Hand in hand with the theocrats have been the secular fascists like Heather MacDonald who have launched highly ideological attacks aimed at undermining and destroying what came out of the radical movements of the 1960s. MacDonald has insisted that rape on college campuses is a make-believe epidemic created by the women’s movement to encourage promiscuous women to make up lies against men.

Women in this “best of all worlds” function daily with rape as a constant threat and too often reality. The reason this kind of horrific violence against women can be so thoroughly dismissed as in the case of the rape kits is because of the position of women in this society as property, a relation that came into existence with the division of human society into classes. Even in an imperialist country like the U.S. where large numbers of women working outside the home has broken down some of the traditional family relations, women’s role is to maintain the family and produce children. To the extent that women have broken free of this, the crass commodity relations of capitalism have resulted in the expression of this property relation in other forms, like the extreme objectification of women’s bodies, (including the sex-in-the-city phenomenon of women objectifying themselves). Regardless of the freedom women would like to believe they have, rape is a brutal reminder of what their actual position is.

Calling for more DNA testing, more money for police departments, or more prosecution will not get us anywhere near to solving the horror of rape. Placing our hopes in the system and their enforcers to address the interest of the masses of women and humanity as a whole is worse than futile — it’s like asking the fox to guard the chicken coop as the saying goes. As long as capitalist economic and social relations exist with its commodification of women, rape and other brutal expressions of the patriarchy will be part of the “normal functioning” of such a society. It is fundamentally why eradicating rape has not and will not even be discussed as a serious goal.

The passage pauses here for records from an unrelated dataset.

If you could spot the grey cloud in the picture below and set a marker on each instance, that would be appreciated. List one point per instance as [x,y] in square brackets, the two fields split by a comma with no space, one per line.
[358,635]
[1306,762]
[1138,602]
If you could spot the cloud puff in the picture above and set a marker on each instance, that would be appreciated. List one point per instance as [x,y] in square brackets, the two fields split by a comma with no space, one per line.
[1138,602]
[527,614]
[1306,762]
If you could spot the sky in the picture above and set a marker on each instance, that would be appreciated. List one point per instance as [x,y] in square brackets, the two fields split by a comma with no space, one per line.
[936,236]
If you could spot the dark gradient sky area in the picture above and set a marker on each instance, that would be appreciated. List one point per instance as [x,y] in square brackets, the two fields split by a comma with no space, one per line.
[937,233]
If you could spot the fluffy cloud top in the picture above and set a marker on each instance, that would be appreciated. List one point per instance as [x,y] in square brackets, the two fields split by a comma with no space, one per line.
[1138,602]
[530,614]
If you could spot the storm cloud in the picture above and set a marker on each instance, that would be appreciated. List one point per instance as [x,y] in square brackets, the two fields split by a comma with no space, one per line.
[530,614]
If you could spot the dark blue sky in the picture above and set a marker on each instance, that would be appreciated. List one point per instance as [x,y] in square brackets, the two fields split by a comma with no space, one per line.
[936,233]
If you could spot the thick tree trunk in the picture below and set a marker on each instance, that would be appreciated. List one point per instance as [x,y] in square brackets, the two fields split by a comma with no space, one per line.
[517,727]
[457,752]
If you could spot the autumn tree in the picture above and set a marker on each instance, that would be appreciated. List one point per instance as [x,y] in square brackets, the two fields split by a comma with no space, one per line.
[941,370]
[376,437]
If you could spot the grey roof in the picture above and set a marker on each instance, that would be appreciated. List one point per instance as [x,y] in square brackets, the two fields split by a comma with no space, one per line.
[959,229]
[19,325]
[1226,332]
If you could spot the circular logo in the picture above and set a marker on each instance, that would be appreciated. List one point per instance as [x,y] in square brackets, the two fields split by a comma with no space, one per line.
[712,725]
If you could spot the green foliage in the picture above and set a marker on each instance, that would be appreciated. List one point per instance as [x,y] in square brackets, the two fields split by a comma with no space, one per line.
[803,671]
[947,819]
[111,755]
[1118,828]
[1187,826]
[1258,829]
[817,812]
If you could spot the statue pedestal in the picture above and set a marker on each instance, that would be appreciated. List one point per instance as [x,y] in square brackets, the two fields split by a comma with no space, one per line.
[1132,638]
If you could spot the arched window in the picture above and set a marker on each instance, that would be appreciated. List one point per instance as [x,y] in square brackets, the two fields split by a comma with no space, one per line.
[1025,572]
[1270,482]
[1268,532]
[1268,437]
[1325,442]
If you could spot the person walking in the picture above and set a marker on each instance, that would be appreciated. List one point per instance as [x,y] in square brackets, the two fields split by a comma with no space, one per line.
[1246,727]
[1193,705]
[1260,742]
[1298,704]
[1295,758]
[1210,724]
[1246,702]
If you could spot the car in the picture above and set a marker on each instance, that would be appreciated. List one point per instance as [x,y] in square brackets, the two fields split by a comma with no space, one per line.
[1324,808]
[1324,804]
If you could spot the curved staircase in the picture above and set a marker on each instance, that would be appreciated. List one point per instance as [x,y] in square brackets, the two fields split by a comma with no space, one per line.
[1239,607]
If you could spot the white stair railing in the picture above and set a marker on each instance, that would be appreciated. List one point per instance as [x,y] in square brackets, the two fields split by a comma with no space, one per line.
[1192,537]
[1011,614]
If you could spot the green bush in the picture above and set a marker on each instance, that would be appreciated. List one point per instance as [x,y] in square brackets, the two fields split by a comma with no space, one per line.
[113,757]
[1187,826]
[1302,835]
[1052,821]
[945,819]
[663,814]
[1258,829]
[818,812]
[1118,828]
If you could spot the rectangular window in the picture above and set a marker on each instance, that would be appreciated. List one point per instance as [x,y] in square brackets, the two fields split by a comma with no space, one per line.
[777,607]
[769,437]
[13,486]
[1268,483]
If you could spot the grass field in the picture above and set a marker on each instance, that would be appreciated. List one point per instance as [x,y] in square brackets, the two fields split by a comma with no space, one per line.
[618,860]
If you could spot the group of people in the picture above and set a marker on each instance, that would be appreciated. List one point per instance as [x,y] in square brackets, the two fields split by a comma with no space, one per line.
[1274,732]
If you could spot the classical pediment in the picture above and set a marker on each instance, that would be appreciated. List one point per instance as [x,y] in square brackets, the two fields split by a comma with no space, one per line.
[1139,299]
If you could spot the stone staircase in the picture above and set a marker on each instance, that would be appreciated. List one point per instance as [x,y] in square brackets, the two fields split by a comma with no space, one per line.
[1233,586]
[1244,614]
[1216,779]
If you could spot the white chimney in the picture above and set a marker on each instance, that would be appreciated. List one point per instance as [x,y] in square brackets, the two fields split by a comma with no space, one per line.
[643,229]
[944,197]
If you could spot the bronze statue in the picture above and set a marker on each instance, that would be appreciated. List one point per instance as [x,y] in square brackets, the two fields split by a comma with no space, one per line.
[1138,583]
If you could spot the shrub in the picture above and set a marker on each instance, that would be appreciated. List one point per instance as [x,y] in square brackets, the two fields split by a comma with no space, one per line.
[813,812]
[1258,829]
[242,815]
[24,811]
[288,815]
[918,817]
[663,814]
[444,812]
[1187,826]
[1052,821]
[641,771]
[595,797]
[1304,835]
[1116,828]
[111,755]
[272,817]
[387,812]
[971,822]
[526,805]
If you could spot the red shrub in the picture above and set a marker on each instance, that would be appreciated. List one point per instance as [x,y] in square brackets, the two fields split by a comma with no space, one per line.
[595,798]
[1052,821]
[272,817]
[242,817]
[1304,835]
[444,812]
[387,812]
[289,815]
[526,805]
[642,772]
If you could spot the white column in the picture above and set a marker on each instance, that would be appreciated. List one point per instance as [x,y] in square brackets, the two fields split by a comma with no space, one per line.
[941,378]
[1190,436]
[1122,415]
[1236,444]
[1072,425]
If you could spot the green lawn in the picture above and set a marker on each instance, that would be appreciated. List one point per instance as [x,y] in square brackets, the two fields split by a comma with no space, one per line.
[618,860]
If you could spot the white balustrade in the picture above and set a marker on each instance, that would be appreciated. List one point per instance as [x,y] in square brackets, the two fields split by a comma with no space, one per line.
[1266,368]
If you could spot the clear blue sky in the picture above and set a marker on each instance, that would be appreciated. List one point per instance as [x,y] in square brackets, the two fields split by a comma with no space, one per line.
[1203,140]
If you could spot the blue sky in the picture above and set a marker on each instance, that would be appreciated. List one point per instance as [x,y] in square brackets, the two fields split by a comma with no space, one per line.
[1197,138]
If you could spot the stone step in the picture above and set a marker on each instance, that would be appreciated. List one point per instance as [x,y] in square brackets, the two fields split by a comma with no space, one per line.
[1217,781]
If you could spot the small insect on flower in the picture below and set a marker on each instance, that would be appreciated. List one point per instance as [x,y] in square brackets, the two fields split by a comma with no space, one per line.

What is needed is a communist revolution to uproot the traditional property relations and traditional ideas that give rise to the daily horrors against women. The masses of women as well as men need to be mobilized and unleashed to shatter all the chains that hold women down in this society in order to achieve a better world — and do away with the horror of rape that is but one extreme manifestation of everything that is intolerable with the status quo that cries out for revolution.